Ini 4 Dokumen yang Wajib Diserahkan Parpol Saat Daftarkan Paslon di KPU

PALOPO, BERITA-SULSEL.COM – Partai politik (Parpol) atau gabungan yang mendaftarkan pasangan calon (paslon) di Pilwalkot Palopo 2018 mendatang secara kumulatif wajib menyerahkan empat dokumen sebagai syarat.

Komisioner Pemilihan Umum (KPU) Kota Palopo, Syamsul Alam mengatakan, keempat dokumen yang wajib dibawa Parpol saat mendaftar pertama B-KWK Parpol atau surat pencalonan. Kedua B.1-KWK Parpol atau Keputusan DPP Tentang Persetujuan Pasangan Calon.
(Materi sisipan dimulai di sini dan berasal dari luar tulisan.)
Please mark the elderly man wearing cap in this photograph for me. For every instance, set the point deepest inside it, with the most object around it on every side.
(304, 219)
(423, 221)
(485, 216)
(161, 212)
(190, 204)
Ketiga B.2-KWK Parpol atau Surat Penyataaan Kesepakatan Partai Politik/Gabungan Partai Politik Dalam Pencalonan, serta yang keempat adalah B.3-KWK Parpol atau surat pernyataan kesepakatan antara partai politik/gabungan partai politik dengan pasangan calon. 09/01/2017.

Syamsul Alam menuturkan, pasangan calon bisa saja gagal dalam pendaftaran jika dokument yang wajib dibawa tidak lengkap dan waktu pendaftaran sudah habis.
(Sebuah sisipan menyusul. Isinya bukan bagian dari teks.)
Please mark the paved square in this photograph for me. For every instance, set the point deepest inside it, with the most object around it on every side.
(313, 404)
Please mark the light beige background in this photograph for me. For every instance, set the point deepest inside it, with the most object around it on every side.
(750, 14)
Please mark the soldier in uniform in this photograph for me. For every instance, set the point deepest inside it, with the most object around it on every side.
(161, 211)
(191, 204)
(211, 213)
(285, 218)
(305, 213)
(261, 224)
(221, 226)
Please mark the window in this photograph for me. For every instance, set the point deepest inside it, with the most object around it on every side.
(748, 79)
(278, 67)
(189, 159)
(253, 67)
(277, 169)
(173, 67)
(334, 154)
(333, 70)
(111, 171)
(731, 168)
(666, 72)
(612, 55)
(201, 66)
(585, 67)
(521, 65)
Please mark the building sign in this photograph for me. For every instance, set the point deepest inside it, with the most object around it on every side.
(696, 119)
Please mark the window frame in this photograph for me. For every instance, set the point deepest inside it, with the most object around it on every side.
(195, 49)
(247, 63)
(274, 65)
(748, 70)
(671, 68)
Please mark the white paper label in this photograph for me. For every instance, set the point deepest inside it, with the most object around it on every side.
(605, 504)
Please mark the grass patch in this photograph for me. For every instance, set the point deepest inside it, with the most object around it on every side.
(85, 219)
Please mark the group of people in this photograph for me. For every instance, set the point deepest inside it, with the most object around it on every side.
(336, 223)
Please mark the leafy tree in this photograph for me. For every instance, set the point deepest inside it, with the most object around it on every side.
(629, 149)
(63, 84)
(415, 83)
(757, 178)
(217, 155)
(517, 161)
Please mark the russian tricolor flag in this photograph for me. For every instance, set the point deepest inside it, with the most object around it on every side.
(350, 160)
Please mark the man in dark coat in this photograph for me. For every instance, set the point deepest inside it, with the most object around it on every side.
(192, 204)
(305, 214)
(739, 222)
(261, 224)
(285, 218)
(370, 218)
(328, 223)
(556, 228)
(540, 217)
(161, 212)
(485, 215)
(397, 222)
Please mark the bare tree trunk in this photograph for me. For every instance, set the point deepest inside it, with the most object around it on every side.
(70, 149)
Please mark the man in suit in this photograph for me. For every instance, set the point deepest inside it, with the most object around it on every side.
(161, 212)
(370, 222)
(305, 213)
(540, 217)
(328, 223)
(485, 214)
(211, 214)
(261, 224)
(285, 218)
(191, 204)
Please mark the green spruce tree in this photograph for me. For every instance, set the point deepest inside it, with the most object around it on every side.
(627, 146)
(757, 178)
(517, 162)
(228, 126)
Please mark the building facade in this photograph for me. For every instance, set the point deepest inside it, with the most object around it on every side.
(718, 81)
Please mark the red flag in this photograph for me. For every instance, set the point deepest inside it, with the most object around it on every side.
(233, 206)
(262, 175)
“Jadi jangan sampai gagal karena habisnya waktu pendaftaran. Kami dari KPU Palopo intinya telah memberikan tiga hari untuk pendaftaran peserta Pilwalkot sebagaimana tertuang dalam tahapan pemilu serentak 2018, mulai tanggal 8 hingga 10 Januari 2018. Tinggal tersisa dua hari lagi, hari ini dan besok. Intinya, silakan manfaatkan dengan sebaik-baiknya waktu pendaftaran tersebut,” katanya.
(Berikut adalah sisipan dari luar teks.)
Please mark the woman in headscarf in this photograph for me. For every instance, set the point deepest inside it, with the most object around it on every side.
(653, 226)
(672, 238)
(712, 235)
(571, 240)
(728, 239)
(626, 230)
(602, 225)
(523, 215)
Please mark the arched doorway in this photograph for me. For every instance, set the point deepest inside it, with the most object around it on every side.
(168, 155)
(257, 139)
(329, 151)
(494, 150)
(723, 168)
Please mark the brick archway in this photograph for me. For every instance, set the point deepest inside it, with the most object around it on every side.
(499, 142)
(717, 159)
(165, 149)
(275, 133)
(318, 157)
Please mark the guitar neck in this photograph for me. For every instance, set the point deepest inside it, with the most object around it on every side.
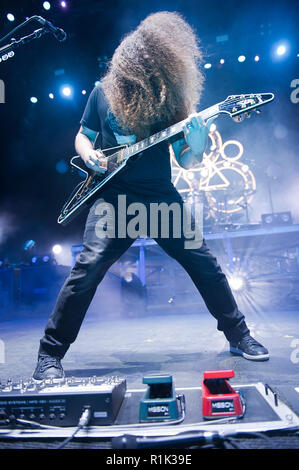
(167, 133)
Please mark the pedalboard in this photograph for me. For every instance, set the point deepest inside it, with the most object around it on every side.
(60, 403)
(159, 402)
(219, 399)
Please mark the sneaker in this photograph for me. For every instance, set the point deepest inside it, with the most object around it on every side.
(48, 367)
(249, 348)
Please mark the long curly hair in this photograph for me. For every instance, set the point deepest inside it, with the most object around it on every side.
(154, 76)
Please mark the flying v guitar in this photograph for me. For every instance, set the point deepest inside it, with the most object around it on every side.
(236, 106)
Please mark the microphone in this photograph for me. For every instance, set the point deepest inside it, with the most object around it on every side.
(58, 33)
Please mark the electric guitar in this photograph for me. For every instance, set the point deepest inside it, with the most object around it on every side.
(236, 106)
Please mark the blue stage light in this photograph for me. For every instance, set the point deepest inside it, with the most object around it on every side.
(57, 249)
(28, 245)
(66, 91)
(237, 283)
(281, 50)
(47, 5)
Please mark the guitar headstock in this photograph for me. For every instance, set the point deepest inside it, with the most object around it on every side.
(239, 106)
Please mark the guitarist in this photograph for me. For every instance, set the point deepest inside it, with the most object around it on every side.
(153, 81)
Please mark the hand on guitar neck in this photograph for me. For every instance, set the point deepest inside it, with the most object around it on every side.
(95, 160)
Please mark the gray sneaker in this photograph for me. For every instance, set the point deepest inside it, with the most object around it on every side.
(48, 367)
(249, 348)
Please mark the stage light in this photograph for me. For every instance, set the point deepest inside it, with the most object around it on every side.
(66, 91)
(204, 172)
(237, 283)
(10, 17)
(128, 276)
(57, 249)
(47, 5)
(28, 245)
(61, 167)
(281, 50)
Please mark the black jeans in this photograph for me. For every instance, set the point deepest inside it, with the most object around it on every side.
(99, 254)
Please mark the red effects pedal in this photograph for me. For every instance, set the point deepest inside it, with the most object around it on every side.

Syamsul Alam menjelaskan, paslon yang didaftarkan Parpol atau gabungan sendiri wajib menyerahkan syarat calon. Hal tersebut tertuang dalam pasal 42 ayat (1) Peraturan KPU Nomor 15 Tahun 2017.

“Syarat calon ini juga wajib ada dan keabsahannya diteliti pada masa penelitian. Jika belum memenuhi syarat, maka dapat dilengkapi pada masa perbaikan,” katanya.

Kata Syamsul, sebagaimana tertuang dalam lampiran Surat Edaran KPU RI Nomor 17/PL.03.2-SD/06/KPU/I/2018. Panduan Teknis Pencalonan Seri Pendaftaran, yang sudah disampaikan kepada pimpinan partai politik di Kota Palopo beberapa waktu lalu.

Syamsul menambahkan, saat pendaftaran, jika dalam hal terdapat syarat calon yang diterbitkan instansi yang berwenang seperti Laporan Harta Kekayaan (LPHKN) dari KPK, dokument surat keterangan bebas hutang dari pengadilan negeri, dokumen dari kantor Pajak, atau dokument lainya.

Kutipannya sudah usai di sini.